San Diego’s beaches are pretty well-liked, but I’d say their main advantage over other beaches is the quality of the waves. You can walk out into the surf forever, and once you get there, the waves are enormous. The only real downsides are the sting rays and seaweed, and the only reason that some of the Iberian beaches are above San Diego on the list is because of their incredible scenery.

  1. Port Aransas (Gulf of Mexico)

While Port Aransas has more intrusive seaweed than Maria Luisa, and doesn’t nearly match the scenery, Port Aransas is a lot livelier and has much better wading potential. So if you’re the kind of person who goes to the beach to look at things and have some peace and quiet, Maria Luisa would be higher on your list.

  1. Maria Luisa (Atlantic)

This is a very typical beach with the added bonus of being in Portugal. There’s nothing super remarkable about it besides the clear water, but you can still have a great time here. Bring some ping pong paddles!

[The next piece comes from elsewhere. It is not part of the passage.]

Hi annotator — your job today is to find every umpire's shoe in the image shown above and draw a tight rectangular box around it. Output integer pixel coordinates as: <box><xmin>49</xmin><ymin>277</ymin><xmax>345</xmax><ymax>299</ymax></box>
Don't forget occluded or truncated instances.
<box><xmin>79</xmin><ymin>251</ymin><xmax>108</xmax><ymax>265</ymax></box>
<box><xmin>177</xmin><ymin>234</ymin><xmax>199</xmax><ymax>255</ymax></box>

  1. Galveston (Gulf of Mexico)

Despite its general ugliness, Galveston is never very crowded and has some pretty impressive sealife, which can give you a lot to do for an afternoon.

  1. Cadiz (Atlantic)

After the bridge jumping and maybe one hop over to a miniature beach, you’ve done all there is to do and might as well just explore the city a few feet away. There isn’t really room to walk on the beach, anyways.

All of these rankings are highly subjective, and I know of at least one person who’ll want to kill me for putting Dona Ana beach as only second place, but I just love doing things at a beach, like wading into the surf or coming across bulldog soccer stars (see Part 1). If you ever have the privilege of going to the Iberian Peninsula and spending a day at the beach, my highest recommendation is Bolonya, and my lowest is Cadiz, but they’re still all very worthwhile trips. And no matter where you go, you’ll always have sand eternally stuck in your backpack as a souvenir.